Muitos vendedores são tímidos em fechamento, ficando à espera da decisão do cliente, quando a iniciativa tem de ser tomada por ele. Ou seja, o vendedor tem de ser proativoem fechamento. Do contrário, vai ficar somente na expectativa da venda que não se concretizará.

Vi isso durante toda a minha vida profissional quando lidava diretamente com vendedores e, atualmente, pelos depoimentos de participantes nos treinamentos de vendas. Muitos dizem que ficam receosos por não saberem se o momento é adequado para o fechamento. Já outros sentem remorso e pena do cliente por acharem que sua proposta está alta, talvez ficando acima do que ele pretenda pagar.

A pergunta é: Por que ter remorso e pena do cliente se há convicção de que a proposta é a mais adequada para a solução do problema dele? Se o produto ou serviço vai suprir perfeitamente a necessidade desse cliente? Agora, se houver satisfação apenas por parte do vendedor e de sua empresa, é um caso a pensar.

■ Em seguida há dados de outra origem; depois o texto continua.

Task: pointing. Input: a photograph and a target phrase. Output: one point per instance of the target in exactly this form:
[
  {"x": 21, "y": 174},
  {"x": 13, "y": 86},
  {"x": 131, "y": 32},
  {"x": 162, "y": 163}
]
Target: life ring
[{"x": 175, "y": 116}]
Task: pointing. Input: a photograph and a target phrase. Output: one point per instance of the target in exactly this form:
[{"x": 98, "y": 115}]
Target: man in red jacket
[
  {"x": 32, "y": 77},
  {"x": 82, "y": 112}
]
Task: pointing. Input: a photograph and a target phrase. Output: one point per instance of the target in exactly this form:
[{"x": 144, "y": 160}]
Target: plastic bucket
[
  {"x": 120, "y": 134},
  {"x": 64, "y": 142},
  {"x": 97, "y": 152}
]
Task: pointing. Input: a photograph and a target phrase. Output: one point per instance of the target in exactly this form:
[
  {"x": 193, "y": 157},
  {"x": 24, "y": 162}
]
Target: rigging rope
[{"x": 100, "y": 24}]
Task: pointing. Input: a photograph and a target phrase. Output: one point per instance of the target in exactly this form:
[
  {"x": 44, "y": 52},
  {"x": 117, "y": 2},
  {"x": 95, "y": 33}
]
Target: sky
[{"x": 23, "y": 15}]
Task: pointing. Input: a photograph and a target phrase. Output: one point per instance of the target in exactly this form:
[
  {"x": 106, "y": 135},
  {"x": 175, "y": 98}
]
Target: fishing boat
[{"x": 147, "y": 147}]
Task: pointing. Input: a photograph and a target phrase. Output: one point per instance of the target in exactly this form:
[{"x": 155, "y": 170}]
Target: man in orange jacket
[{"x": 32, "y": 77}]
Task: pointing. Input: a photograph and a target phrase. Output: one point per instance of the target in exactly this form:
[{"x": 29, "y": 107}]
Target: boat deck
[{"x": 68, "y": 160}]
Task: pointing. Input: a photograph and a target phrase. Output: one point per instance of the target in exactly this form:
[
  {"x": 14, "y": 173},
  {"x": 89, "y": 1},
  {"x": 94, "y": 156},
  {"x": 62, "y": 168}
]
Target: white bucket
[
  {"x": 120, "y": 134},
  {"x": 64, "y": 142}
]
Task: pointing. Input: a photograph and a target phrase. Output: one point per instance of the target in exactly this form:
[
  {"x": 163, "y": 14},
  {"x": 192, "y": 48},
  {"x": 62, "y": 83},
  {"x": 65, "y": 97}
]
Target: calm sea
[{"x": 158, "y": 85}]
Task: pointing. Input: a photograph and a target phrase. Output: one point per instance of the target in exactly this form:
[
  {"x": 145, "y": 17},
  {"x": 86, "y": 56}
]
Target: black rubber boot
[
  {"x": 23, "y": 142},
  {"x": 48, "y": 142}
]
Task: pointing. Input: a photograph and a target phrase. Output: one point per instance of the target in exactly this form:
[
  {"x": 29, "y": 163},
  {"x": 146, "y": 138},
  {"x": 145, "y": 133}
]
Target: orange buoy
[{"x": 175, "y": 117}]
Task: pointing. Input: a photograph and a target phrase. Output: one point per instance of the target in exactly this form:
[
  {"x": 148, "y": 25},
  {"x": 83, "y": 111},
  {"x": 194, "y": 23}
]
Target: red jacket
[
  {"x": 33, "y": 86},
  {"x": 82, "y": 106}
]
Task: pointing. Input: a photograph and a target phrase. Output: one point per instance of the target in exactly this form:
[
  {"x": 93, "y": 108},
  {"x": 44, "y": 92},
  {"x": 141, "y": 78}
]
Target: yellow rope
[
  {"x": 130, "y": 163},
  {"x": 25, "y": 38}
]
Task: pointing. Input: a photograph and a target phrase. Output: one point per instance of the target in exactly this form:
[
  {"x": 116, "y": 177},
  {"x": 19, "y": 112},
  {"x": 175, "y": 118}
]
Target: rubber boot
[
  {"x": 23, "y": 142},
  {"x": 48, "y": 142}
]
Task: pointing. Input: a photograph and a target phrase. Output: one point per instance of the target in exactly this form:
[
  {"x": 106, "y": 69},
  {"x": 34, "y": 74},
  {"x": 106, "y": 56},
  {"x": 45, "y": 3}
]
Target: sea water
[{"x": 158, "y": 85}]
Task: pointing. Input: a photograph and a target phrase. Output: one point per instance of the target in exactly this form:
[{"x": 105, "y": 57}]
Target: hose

O que ocorre na prática é que muitos vendedores já decidem antecipadamente pelo cliente. Aí como é que podem fechar vendas? Isso acontece porque muitos profissionais não têm segurança no que dizem, justamente por não conhecerem bem seus produtos. Sendo assim, não sabem dos benefícios que o cliente desfrutará, desagregando valor ao produto.

Valor é questão de percepção. O que é caro para uns clientes é barato para outros. Entretanto, para que um produto tenha valor é fundamental que o vendedor tenha consciência do que está vendendo e que também compre o seu produto se estivesse no lugar do cliente. Se ele mesmo não acreditar no seu preço nunca terá coragem de falar com convicção durante a demonstração do produto e solicitação do fechamento. Mas, infelizmente, é o que acontece no dia-a-dia de muitos profissionais.

O fechamento da venda é uma conseqüência lógica da apresentação do produto e superação de objeções, onde o cliente fica ciente do seu atual problema, que lhe custa tempo e dinheiro, demonstrando satisfação por encontrar alguém que o está beneficiando. Então, torna-se disponível para o vendedor que é convincente na solução e solicita o fechamento, por estar consciente de que o preço é justo diante do valor percebido.

O momento certo para fechar é outra dúvida de muitos vendedores. Na realidade não existe momento certo, cabendo ao vendedor tomar a decisão de acordo com a evolução da apresentação do produto. Portanto, à medida que for demonstrando benefícios suficientes que atendam às necessidades do cliente deverá tentar o fechamento. O importante é que consiga o “sim” do cliente sem se curvar diante dos primeiros “não”.

Logo após o fechamento da venda ou mesmo durante a apresentação do produto principal, o vendedor deve tentar a venda de adicionais, pois é o momento que o cliente está receptivo. E isso é percebido se ele estiver focado nos sinais de fechamento emitidos pelo cliente. Por outro lado, deve ser terminantemente evitada as perguntas mais comuns e desgastadas na venda de adicionais, tais como: “Só isso mesmo por hoje?” “Vai querer mais alguma coisa?”. O vendedor deve ter sempre em mente que além do principal o cliente compra adicionais, desde que lhe sejam oferecidos dentro do profissionalismo.

O fechamento, portanto, é o momento glorioso do vendedor, levando-o à conclusão da venda, a qual só ocorrerá se houver uma atitude positiva de sua parte, e nunca do cliente, como muitos esperam.